Primary and secondary endpoints will also be analyzed in subgroups, as defined below:
- ∆EELV5-16/FRC ≥ 73% [18] during the PEEP trial
- ∆EELV5-16/FRC < 73%[23] during the PEEP trial
- Recruitment-to-inflation ratio (RI) ≥ 1 and <1 across the range between the lowest and highest PEEP tested during the PEEP trial
- P/F ratio<100 mmHg at study inclusion
- IL-6>400 pg/ml at study inclusion
Eligibility
Eligibility inclusion criteria, according to the ARDS Berlin definition, will be assessed
within the first 24 hours from the initiation of invasive mechanical ventilation:
- Acute respiratory failure within 1 week of a known clinical insult or new or worsening respiratory symptoms;
- Bilateral infiltrates at the chest x-ray or CT scan, not fully explained by effusions, lobar/lung collapse, or nodules;
- Respiratory failure not fully explained by cardiac failure or fluid overload; objective assessment required to exclude hydrostatic edema if no risk factor present.
- PaO2/FiO2 ratio≤150 mmHg after 30 mins - 1 hour of mechanical ventilation with PEEP=5 cmH2O.

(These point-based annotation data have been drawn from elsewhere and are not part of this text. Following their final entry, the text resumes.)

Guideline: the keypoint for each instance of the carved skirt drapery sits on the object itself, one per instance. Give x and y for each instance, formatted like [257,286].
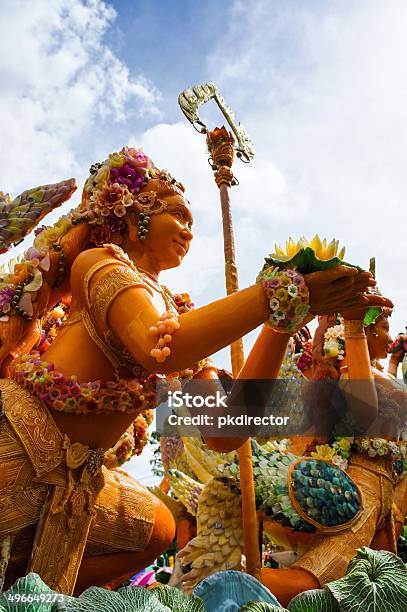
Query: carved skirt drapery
[63,493]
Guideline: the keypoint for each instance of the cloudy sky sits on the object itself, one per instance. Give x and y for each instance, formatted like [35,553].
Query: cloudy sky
[321,87]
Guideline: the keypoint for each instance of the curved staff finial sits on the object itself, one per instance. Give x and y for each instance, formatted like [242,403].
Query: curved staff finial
[192,98]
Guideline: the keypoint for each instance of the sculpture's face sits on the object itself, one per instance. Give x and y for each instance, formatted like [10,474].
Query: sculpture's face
[378,338]
[169,233]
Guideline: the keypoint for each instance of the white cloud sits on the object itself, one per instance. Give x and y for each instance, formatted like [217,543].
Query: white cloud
[322,90]
[60,84]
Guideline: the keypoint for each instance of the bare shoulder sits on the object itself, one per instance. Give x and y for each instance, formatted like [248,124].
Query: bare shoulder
[85,260]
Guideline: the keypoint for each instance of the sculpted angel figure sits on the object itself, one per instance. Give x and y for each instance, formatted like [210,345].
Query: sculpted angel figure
[63,513]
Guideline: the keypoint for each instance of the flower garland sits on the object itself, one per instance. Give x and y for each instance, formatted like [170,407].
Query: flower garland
[111,189]
[287,296]
[64,393]
[399,344]
[52,324]
[304,358]
[334,341]
[132,442]
[19,288]
[339,451]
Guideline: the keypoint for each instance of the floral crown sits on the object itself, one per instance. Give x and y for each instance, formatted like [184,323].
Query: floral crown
[114,186]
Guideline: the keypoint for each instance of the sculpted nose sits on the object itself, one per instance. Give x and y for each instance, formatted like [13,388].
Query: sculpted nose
[186,234]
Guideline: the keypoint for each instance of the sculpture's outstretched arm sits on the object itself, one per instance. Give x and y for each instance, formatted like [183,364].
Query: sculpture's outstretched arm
[206,330]
[202,331]
[360,390]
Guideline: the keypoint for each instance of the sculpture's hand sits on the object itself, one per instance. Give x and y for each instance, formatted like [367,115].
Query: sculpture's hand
[357,313]
[340,289]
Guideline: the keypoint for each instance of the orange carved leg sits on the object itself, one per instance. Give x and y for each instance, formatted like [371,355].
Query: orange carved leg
[113,569]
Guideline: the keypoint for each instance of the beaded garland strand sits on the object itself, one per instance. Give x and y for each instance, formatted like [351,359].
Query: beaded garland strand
[287,296]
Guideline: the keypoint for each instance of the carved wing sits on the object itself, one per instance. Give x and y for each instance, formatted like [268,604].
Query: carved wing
[19,216]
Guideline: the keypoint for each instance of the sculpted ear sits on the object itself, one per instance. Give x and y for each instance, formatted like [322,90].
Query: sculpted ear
[131,223]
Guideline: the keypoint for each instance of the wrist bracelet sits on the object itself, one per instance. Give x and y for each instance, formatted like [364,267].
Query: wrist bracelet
[287,296]
[354,329]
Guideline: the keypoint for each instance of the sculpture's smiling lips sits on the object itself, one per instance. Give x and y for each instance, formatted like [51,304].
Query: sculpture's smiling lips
[180,247]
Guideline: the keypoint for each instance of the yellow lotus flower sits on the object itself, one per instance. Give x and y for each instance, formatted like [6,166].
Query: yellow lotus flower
[324,452]
[322,249]
[345,443]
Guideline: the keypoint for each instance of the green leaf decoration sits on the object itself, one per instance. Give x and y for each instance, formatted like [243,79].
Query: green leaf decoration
[371,315]
[136,599]
[229,590]
[305,261]
[174,599]
[260,606]
[375,581]
[30,594]
[316,600]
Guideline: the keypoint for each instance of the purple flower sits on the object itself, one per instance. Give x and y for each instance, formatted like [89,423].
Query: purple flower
[126,175]
[6,295]
[274,282]
[40,229]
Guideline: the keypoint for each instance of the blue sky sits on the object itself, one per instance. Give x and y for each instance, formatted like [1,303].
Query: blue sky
[320,86]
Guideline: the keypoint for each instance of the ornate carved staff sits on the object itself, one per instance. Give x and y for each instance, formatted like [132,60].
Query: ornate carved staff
[222,145]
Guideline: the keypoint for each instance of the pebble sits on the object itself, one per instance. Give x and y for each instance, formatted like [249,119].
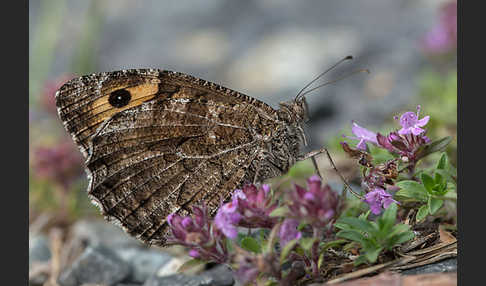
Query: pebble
[100,232]
[218,276]
[96,265]
[38,253]
[144,262]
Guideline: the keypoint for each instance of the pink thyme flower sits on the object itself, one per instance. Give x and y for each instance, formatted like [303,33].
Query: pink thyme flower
[378,199]
[411,123]
[197,233]
[316,205]
[60,163]
[255,205]
[363,135]
[227,219]
[288,231]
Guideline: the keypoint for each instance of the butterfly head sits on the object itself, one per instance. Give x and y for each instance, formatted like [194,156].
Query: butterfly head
[295,111]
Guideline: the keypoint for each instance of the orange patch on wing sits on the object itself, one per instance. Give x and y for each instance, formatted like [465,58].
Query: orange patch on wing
[101,109]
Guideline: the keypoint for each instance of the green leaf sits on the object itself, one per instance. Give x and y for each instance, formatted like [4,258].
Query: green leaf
[360,260]
[434,205]
[412,189]
[342,226]
[307,242]
[286,250]
[443,162]
[428,182]
[372,254]
[405,236]
[422,212]
[399,228]
[279,212]
[190,264]
[326,245]
[432,147]
[251,244]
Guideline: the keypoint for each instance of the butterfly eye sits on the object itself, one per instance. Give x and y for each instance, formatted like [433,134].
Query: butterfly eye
[119,98]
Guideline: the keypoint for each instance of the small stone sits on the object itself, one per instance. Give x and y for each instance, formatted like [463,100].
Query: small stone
[96,265]
[171,267]
[38,249]
[99,232]
[217,276]
[144,262]
[38,253]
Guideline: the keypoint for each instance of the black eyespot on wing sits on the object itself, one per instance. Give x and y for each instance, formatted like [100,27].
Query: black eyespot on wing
[120,98]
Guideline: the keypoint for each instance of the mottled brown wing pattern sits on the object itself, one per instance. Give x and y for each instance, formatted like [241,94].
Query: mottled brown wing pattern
[179,141]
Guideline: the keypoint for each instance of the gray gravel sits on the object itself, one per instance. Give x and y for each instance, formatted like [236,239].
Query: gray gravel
[96,265]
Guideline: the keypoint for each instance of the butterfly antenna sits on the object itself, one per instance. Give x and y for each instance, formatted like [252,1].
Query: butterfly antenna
[336,80]
[319,76]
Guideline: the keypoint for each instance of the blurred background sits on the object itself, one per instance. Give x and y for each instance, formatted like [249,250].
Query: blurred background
[266,49]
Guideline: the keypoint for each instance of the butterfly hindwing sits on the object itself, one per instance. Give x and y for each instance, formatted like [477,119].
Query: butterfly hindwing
[171,145]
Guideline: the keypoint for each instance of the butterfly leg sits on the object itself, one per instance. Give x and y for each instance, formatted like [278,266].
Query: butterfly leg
[313,154]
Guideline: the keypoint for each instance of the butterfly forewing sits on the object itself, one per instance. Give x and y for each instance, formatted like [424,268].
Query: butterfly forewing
[157,142]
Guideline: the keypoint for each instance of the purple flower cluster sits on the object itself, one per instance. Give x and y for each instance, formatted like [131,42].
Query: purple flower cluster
[60,163]
[316,205]
[198,234]
[378,199]
[249,207]
[405,142]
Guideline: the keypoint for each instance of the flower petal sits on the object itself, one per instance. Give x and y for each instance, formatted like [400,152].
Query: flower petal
[423,121]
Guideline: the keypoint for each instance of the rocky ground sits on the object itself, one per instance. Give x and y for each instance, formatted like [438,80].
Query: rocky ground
[102,254]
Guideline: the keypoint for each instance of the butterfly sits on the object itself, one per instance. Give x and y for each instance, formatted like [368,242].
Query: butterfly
[157,142]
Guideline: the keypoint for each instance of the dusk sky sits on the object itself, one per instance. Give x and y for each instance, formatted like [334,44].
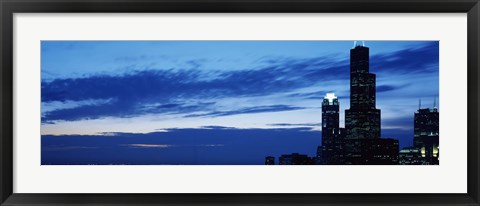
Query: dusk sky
[142,90]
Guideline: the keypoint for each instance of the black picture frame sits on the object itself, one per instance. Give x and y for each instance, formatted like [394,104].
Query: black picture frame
[10,7]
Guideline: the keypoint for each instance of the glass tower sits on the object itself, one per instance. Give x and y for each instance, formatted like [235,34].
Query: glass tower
[362,120]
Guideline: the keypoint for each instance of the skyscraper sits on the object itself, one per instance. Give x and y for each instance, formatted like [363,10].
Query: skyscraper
[332,135]
[426,134]
[363,143]
[362,120]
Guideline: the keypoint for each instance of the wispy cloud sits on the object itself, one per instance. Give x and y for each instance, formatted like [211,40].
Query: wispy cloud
[194,92]
[149,145]
[248,110]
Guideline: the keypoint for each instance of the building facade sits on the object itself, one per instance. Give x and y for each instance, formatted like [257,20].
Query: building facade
[426,134]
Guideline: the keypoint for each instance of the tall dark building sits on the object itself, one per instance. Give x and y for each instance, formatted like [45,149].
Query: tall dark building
[363,143]
[331,151]
[269,160]
[426,134]
[362,120]
[294,159]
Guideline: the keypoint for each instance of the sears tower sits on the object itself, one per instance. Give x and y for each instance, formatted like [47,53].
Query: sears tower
[362,120]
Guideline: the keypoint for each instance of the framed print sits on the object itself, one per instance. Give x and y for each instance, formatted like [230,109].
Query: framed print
[236,102]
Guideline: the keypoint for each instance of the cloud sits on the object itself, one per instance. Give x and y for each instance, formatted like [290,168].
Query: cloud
[417,60]
[161,146]
[193,91]
[248,110]
[295,125]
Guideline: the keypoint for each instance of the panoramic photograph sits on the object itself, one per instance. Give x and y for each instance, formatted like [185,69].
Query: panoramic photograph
[240,102]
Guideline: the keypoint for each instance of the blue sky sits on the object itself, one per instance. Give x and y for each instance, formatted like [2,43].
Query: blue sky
[98,88]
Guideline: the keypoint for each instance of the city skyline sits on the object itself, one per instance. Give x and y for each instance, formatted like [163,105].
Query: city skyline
[275,88]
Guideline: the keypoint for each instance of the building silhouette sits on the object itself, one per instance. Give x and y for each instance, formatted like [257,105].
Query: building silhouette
[295,159]
[331,151]
[362,120]
[363,142]
[426,134]
[269,160]
[360,142]
[410,156]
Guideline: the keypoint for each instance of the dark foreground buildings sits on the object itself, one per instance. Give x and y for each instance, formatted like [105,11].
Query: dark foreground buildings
[360,142]
[425,148]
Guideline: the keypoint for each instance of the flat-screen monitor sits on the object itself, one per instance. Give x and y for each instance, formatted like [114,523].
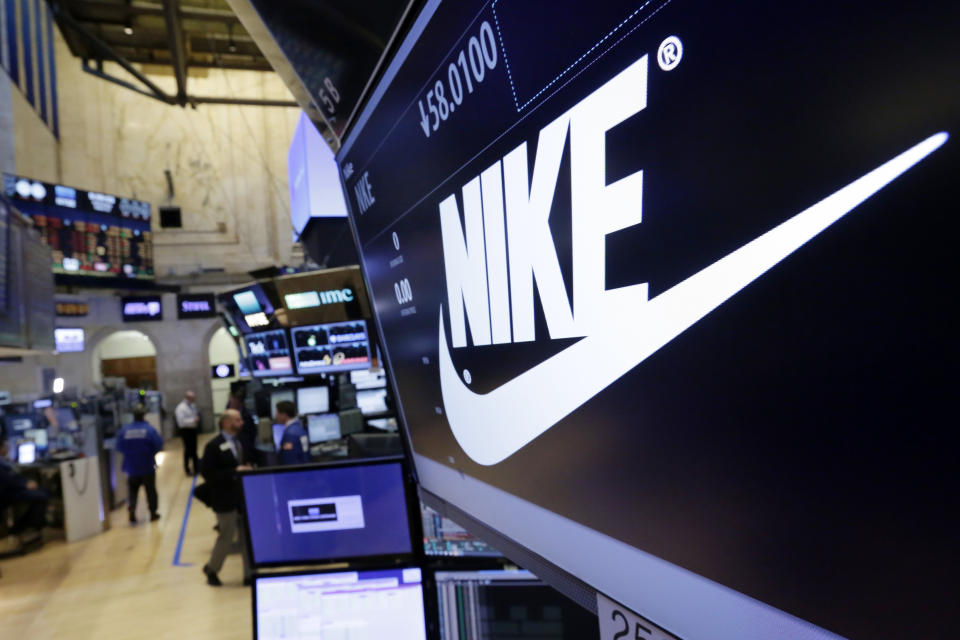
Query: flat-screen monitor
[281,395]
[91,235]
[313,400]
[368,378]
[444,537]
[323,427]
[372,401]
[68,340]
[384,424]
[269,354]
[668,281]
[327,514]
[323,348]
[196,305]
[355,605]
[26,452]
[18,423]
[490,605]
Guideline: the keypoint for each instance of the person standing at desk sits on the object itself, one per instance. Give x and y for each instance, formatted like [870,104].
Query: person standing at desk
[15,489]
[294,445]
[188,422]
[139,443]
[248,435]
[223,457]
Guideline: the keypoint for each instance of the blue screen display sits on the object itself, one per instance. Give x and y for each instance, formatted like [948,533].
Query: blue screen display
[327,514]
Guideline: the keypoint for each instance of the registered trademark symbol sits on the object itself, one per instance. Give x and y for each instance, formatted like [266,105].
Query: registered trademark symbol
[670,53]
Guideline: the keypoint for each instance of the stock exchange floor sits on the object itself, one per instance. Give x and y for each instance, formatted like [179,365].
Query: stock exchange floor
[129,582]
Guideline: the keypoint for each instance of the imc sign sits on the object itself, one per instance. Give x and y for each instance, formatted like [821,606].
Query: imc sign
[195,305]
[141,308]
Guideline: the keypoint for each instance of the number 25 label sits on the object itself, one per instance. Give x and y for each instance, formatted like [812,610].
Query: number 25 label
[619,623]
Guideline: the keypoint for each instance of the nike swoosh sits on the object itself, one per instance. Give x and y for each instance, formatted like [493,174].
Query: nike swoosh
[493,426]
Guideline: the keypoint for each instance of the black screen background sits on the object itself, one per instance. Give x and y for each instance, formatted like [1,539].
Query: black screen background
[798,444]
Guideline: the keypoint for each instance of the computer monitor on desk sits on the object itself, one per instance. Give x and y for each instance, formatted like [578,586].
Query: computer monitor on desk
[370,605]
[485,605]
[26,453]
[328,513]
[313,400]
[323,427]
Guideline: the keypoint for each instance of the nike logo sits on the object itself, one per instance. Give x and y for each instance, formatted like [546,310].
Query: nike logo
[493,426]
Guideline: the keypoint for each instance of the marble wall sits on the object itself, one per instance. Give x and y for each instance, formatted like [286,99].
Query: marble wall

- Written informed consent.
Exclusion Criteria:
- Pregnancy;
- Pneumothorax;
- Acute brain injury;
- Clinical signs of history of decompensated heart failure (New York Heart Association class 3-4 before the acute phase of the disease or documented ejection fraction<35% or pulmonary capillary wedge pressure>18 mmHg) or acute coronary syndrome;
- Intubation as a result of an acute exacerbation of chronic pulmonary disease: chronic obstructive pulmonary disease, asthma, cystic fibrosis, etc;
- Clinically evident intrinsic PEEP (≥2 cmH2O) during screening visit (End-expiratory pause to achieve Flow=0);
- BMI>35;
- BMI<15 or body weight<35 Kg;
- Any chronic disease requiring long-term oxygen therapy or mechanical ventilation at home;
- Neuromuscular disease of any kind;
- Severe chronic liver disease (Child-Pugh C or worse);
- Bone marrow transplantation or chemotherapy-induced neutropenia;
- History of liver or lung transplant;
- Decision to withhold life-sustaining treatment;
- Need for therapy with inhaled nitric oxide due to documented pulmonary arterial hypertension;
- Life-threatening hypoxemia deemed to require extracorporeal membrane oxygenation (ECMO);
- Presence of documented barotrauma;
- High risk of mortality within 3 months from other than ARDS (severe neurological damage, age >85 years and cancer patients in terminal stages of the disease).
- Persistent hemodynamic instability, intractable shock (norepinephrine>1 mcg/kg/h and/or blood lactate>5 mmol/L and/or considered too hemodynamically unstable for enrolment in the study by the patient's managing physician).
- More than 24 hours from endotracheal intubation to the time of the screening visit.